Reputation: 1559
I have a large XML. It has some characters like ZÖE,DÉCOR CIARÁN in my XML. I am using Java and MarkLogic as my DB. I am unable to read my XML with these words and when I remove these words and check it's working perfectly.
My Java Code:
DatabaseClient client = DatabaseClientFactory.newClient(IP, PORT,
DATABASE_NAME, USERNAME, PWD, Authentication.DIGEST);
XMLDocumentManager docMgr = client.newXMLDocumentManager();
DOMHandle xmlhandle = new DOMHandle();
docMgr.read("/" + filename, xmlhandle);
Changed Question: As i said i was unable to read special chars, now how can i insert the special characters so that while i am reading i get the same format.
Example: When i insert characters like CIARÁN AURÉLIE BARGÈME it is saving but when i read, the data is like this CIARAN AURELIE BARGEME but not as inserted.
DatabaseClient client = DatabaseClientFactory.newClient(IP, PORT,
DATABASE_NAME, USERNAME, PWD, Authentication.DIGEST);
XMLDocumentManager docMgr = client.newXMLDocumentManager();
DOMHandle xmlhandle = new DOMHandle();
docMgr.read("/" + filename, xmlhandle);
String doc = xmlhandle.ToString();
String data = Normalizer.normalize(doc, Normalizer.Form.NFD)
.replaceAll("[^\\p{ASCII}]", "");
Am using Normalizer to read special characters, else normal xmlhandle is fine.
Upvotes: 3
Views: 230
Reputation: 1794
According to their official documentation:
If you specify the encoding and it turns out to be the wrong encoding, then the conversion will likely not turn out as you expect.
MarkLogic Server stores text, XML, and JSON as UTF-8. In Java, characters in memory and reading streams are UTF-16. The Java API converts characters to and from UTF-8 automatically.
When writing documents to the server, you need to know if they are already UTF-8 encoded.
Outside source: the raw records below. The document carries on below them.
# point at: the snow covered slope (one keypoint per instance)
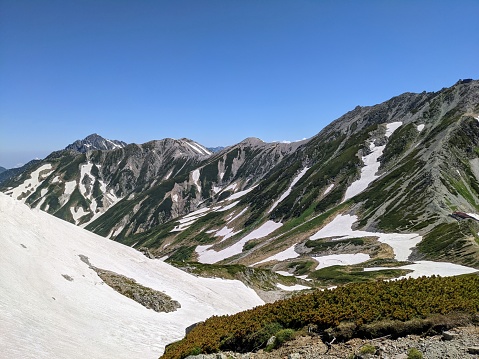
(52, 305)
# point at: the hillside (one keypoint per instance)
(373, 195)
(372, 310)
(54, 300)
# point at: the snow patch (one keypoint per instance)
(69, 187)
(238, 215)
(281, 256)
(330, 187)
(292, 288)
(429, 268)
(340, 226)
(474, 215)
(284, 273)
(78, 213)
(240, 194)
(341, 260)
(288, 191)
(226, 233)
(57, 316)
(196, 176)
(371, 165)
(30, 185)
(231, 205)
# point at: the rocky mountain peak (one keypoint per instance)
(95, 142)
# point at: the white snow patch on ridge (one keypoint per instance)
(340, 260)
(429, 268)
(340, 226)
(292, 288)
(209, 256)
(196, 176)
(47, 316)
(330, 187)
(288, 191)
(402, 244)
(371, 165)
(31, 184)
(288, 253)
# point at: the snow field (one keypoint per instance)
(292, 288)
(429, 268)
(288, 191)
(371, 165)
(402, 245)
(330, 187)
(341, 260)
(32, 183)
(288, 253)
(340, 226)
(53, 305)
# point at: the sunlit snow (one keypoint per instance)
(46, 315)
(288, 253)
(30, 185)
(330, 187)
(340, 259)
(371, 165)
(341, 227)
(292, 288)
(288, 191)
(402, 244)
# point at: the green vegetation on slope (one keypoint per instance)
(356, 304)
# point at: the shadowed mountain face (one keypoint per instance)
(403, 166)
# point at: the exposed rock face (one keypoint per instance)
(147, 297)
(94, 142)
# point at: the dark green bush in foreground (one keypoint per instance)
(357, 305)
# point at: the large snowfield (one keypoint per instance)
(52, 305)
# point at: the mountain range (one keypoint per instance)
(383, 191)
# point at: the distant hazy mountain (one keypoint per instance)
(215, 149)
(13, 172)
(381, 185)
(52, 295)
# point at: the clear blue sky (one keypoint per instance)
(216, 71)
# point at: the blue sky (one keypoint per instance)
(216, 71)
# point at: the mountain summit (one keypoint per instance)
(95, 142)
(394, 185)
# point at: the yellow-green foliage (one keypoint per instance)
(356, 303)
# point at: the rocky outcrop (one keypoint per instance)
(462, 346)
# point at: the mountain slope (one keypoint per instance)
(224, 174)
(394, 174)
(80, 187)
(53, 304)
(398, 168)
(95, 142)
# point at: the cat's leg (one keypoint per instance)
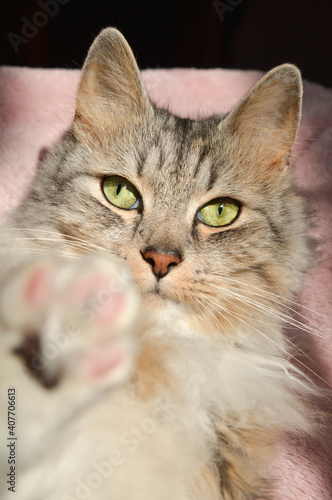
(71, 319)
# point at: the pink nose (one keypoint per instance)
(161, 263)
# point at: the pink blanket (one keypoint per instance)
(36, 106)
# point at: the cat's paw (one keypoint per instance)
(75, 321)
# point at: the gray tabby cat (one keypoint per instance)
(173, 382)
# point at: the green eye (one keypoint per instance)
(121, 192)
(218, 213)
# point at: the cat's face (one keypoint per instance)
(214, 196)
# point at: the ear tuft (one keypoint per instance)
(110, 91)
(267, 118)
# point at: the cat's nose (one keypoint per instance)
(161, 262)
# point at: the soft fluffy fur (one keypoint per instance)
(213, 347)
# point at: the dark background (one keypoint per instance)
(244, 34)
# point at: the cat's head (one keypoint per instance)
(203, 212)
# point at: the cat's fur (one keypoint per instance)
(206, 384)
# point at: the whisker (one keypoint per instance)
(288, 354)
(273, 312)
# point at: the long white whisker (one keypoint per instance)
(278, 314)
(279, 347)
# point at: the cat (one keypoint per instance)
(144, 286)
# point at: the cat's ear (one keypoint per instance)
(110, 91)
(265, 122)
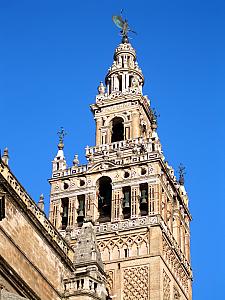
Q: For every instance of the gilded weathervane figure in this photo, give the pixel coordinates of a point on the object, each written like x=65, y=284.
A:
x=62, y=133
x=123, y=25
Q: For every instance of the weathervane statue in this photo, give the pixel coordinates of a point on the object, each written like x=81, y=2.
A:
x=123, y=25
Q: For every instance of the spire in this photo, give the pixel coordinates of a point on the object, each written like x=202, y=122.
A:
x=41, y=204
x=181, y=174
x=124, y=76
x=87, y=248
x=5, y=156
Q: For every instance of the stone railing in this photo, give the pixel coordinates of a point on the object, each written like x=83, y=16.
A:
x=120, y=225
x=84, y=285
x=31, y=205
x=70, y=171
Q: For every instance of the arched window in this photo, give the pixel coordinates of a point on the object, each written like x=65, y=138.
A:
x=104, y=185
x=117, y=129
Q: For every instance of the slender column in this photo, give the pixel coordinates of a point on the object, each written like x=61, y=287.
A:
x=176, y=228
x=135, y=125
x=116, y=205
x=98, y=131
x=135, y=210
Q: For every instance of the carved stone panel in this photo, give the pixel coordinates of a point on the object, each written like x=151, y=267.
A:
x=166, y=286
x=136, y=283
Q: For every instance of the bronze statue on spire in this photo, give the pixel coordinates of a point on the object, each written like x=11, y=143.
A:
x=62, y=133
x=123, y=25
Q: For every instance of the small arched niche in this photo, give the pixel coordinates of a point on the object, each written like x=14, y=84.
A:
x=117, y=129
x=104, y=192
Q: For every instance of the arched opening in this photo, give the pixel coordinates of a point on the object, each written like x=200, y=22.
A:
x=104, y=185
x=64, y=214
x=126, y=202
x=117, y=129
x=144, y=199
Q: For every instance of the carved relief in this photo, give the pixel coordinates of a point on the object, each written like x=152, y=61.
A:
x=166, y=286
x=136, y=283
x=110, y=281
x=124, y=246
x=176, y=294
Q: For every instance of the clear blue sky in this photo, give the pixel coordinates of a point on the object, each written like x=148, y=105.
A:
x=53, y=55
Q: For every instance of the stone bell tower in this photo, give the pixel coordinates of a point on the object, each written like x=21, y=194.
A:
x=129, y=192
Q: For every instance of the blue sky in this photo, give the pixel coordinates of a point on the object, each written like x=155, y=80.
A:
x=53, y=55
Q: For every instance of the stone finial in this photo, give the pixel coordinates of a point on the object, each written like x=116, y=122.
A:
x=41, y=204
x=5, y=156
x=101, y=88
x=181, y=174
x=62, y=133
x=76, y=160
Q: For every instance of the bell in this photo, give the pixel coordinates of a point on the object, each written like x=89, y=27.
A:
x=126, y=202
x=65, y=212
x=143, y=197
x=81, y=213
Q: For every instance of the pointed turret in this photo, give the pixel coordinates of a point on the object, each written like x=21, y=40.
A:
x=59, y=162
x=5, y=156
x=89, y=278
x=124, y=75
x=41, y=204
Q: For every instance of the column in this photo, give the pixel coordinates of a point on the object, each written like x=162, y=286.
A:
x=98, y=131
x=135, y=198
x=135, y=125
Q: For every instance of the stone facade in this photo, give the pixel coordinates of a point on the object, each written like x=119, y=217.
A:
x=128, y=190
x=119, y=225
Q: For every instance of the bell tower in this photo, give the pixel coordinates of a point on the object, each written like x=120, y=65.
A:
x=129, y=192
x=121, y=111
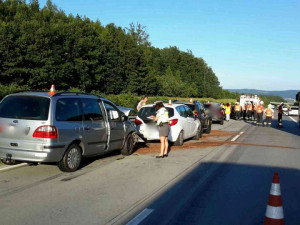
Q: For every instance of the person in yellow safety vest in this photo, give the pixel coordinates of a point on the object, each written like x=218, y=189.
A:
x=269, y=112
x=260, y=113
x=237, y=110
x=249, y=111
x=254, y=112
x=227, y=111
x=244, y=111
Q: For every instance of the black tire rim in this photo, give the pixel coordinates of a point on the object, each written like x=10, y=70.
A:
x=73, y=158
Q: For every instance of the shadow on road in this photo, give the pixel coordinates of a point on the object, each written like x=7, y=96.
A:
x=227, y=194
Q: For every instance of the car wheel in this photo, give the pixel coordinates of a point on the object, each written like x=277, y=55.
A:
x=208, y=129
x=9, y=162
x=179, y=141
x=71, y=160
x=198, y=134
x=128, y=145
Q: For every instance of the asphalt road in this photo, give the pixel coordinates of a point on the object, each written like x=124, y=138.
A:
x=227, y=184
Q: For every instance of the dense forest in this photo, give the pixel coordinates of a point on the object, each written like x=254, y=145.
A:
x=44, y=46
x=41, y=46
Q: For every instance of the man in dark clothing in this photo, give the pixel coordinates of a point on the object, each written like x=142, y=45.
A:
x=280, y=112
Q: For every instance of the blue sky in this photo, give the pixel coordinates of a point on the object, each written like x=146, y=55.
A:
x=248, y=43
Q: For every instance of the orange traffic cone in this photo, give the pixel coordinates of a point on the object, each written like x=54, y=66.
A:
x=52, y=90
x=274, y=213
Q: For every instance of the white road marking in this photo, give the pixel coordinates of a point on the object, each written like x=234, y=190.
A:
x=291, y=118
x=237, y=136
x=139, y=218
x=12, y=167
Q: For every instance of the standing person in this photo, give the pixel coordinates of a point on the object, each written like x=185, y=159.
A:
x=260, y=113
x=280, y=112
x=249, y=111
x=269, y=115
x=162, y=120
x=244, y=111
x=142, y=102
x=254, y=112
x=227, y=111
x=237, y=110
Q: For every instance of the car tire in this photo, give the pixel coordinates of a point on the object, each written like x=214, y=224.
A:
x=179, y=141
x=208, y=129
x=71, y=160
x=9, y=162
x=128, y=145
x=198, y=134
x=222, y=122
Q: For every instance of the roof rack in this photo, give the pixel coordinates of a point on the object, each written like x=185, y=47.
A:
x=75, y=93
x=28, y=91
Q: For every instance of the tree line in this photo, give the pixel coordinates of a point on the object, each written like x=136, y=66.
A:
x=44, y=46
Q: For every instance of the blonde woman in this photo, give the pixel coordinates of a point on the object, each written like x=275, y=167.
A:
x=162, y=120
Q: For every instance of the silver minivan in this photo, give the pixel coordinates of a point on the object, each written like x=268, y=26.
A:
x=63, y=128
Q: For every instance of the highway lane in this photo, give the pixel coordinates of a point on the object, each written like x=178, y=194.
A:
x=113, y=189
x=234, y=189
x=106, y=190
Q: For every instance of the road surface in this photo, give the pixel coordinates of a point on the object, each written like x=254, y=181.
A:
x=225, y=184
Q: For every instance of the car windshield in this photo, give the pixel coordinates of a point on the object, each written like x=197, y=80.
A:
x=25, y=107
x=191, y=106
x=145, y=112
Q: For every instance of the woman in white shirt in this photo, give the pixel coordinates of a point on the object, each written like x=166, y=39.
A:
x=162, y=120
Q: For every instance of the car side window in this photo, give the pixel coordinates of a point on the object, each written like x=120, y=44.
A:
x=68, y=109
x=182, y=111
x=112, y=112
x=189, y=112
x=91, y=109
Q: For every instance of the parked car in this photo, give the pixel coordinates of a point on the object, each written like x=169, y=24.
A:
x=63, y=128
x=216, y=112
x=182, y=121
x=199, y=110
x=294, y=111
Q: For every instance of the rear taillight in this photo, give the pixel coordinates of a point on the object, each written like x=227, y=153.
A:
x=173, y=122
x=45, y=132
x=138, y=122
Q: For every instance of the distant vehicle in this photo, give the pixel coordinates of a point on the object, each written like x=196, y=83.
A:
x=215, y=111
x=293, y=111
x=182, y=121
x=63, y=128
x=298, y=99
x=199, y=110
x=249, y=99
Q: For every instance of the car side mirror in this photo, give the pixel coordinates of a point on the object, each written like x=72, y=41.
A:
x=124, y=118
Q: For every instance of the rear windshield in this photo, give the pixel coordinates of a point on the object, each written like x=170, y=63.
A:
x=148, y=111
x=25, y=107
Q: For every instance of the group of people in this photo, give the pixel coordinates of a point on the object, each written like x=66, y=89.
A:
x=251, y=111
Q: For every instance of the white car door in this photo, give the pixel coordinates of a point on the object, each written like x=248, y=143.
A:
x=192, y=122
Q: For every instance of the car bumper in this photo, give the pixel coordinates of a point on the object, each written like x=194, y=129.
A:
x=49, y=154
x=152, y=134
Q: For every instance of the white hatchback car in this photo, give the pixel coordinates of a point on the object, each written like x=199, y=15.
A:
x=294, y=111
x=182, y=121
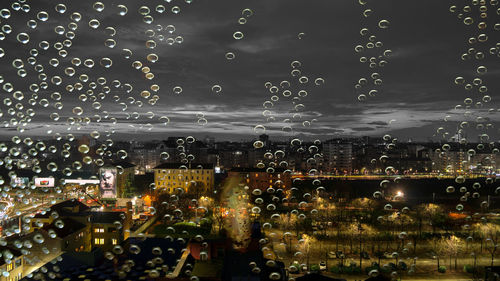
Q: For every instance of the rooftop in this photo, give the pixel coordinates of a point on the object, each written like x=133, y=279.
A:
x=184, y=166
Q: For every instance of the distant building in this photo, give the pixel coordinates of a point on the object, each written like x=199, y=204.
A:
x=103, y=229
x=338, y=156
x=195, y=178
x=125, y=179
x=74, y=236
x=261, y=179
x=108, y=229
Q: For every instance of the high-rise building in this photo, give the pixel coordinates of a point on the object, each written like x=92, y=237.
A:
x=338, y=156
x=192, y=178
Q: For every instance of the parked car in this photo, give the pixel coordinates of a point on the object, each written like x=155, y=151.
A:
x=322, y=266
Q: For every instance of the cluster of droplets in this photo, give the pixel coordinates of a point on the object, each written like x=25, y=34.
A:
x=481, y=19
x=246, y=14
x=372, y=53
x=285, y=107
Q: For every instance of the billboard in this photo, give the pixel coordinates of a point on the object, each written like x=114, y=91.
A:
x=81, y=182
x=19, y=181
x=107, y=182
x=44, y=182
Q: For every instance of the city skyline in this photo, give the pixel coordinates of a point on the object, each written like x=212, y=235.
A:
x=417, y=92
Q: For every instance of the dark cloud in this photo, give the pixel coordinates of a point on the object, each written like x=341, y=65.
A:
x=416, y=93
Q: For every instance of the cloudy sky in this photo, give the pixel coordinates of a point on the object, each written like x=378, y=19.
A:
x=416, y=93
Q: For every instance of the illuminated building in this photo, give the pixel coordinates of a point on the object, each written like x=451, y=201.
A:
x=261, y=179
x=193, y=178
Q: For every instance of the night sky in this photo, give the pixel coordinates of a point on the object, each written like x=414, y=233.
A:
x=417, y=91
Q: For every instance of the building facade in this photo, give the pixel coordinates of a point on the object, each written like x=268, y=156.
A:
x=192, y=178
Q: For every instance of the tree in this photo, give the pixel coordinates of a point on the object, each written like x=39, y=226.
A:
x=452, y=246
x=305, y=245
x=439, y=248
x=433, y=211
x=492, y=233
x=218, y=217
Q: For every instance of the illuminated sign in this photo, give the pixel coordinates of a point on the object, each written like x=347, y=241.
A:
x=44, y=182
x=19, y=181
x=81, y=182
x=107, y=182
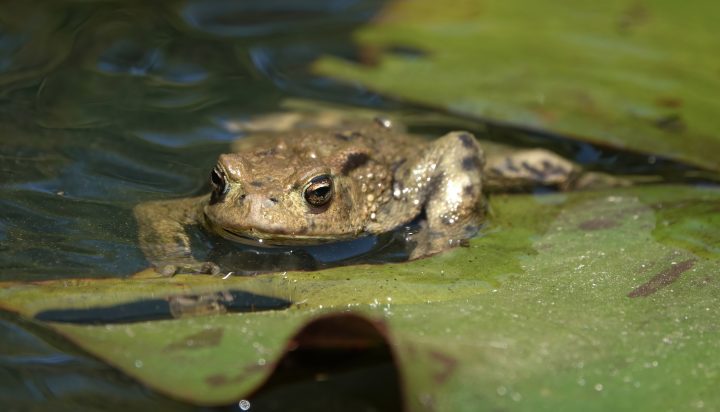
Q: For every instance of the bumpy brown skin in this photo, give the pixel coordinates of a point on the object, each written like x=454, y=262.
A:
x=382, y=178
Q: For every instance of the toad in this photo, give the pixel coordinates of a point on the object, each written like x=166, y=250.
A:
x=332, y=181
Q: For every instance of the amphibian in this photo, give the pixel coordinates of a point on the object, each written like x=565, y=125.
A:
x=339, y=181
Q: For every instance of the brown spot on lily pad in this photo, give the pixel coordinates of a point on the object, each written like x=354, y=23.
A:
x=598, y=224
x=203, y=339
x=662, y=279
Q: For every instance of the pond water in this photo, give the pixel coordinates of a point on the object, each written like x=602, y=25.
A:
x=104, y=105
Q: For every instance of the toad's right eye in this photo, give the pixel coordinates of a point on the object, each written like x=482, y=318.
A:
x=219, y=184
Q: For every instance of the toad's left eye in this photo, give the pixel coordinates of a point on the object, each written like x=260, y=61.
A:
x=219, y=183
x=319, y=191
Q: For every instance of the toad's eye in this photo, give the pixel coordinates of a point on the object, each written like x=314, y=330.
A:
x=218, y=183
x=319, y=191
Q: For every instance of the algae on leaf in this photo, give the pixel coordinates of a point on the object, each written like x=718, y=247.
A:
x=641, y=76
x=566, y=300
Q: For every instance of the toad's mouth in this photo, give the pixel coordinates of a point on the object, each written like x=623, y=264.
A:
x=257, y=238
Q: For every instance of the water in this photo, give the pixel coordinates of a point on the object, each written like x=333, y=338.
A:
x=104, y=105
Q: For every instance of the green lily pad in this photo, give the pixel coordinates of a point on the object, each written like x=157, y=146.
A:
x=640, y=76
x=600, y=300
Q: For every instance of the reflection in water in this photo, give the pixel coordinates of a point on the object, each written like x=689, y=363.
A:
x=107, y=105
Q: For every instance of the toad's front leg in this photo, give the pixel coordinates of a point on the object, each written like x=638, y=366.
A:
x=445, y=182
x=162, y=227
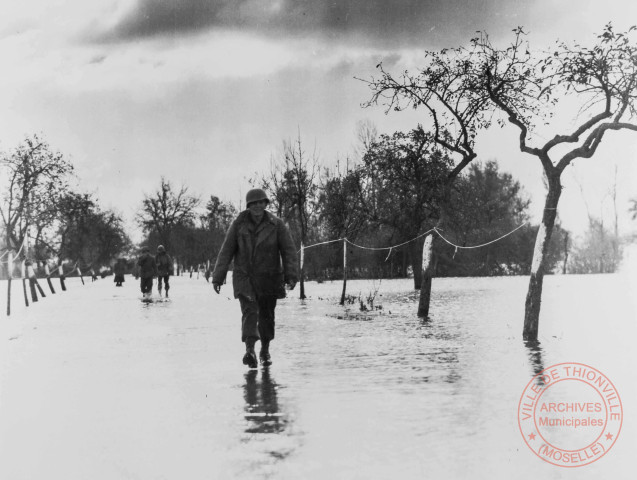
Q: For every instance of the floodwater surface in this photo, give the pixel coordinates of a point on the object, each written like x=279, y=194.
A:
x=96, y=385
If a document is not UTF-8, you must specify its encoding or you are likely to end up with data that has incorrect characters due to the incorrect encoding. If you specify a non-UTF-8 encoding, the Java API will automatically convert the encoding to UTF-8 when writing to MarkLogic.
https://docs.marklogic.com/guide/java/document-operations#id_11208
Upvotes: 3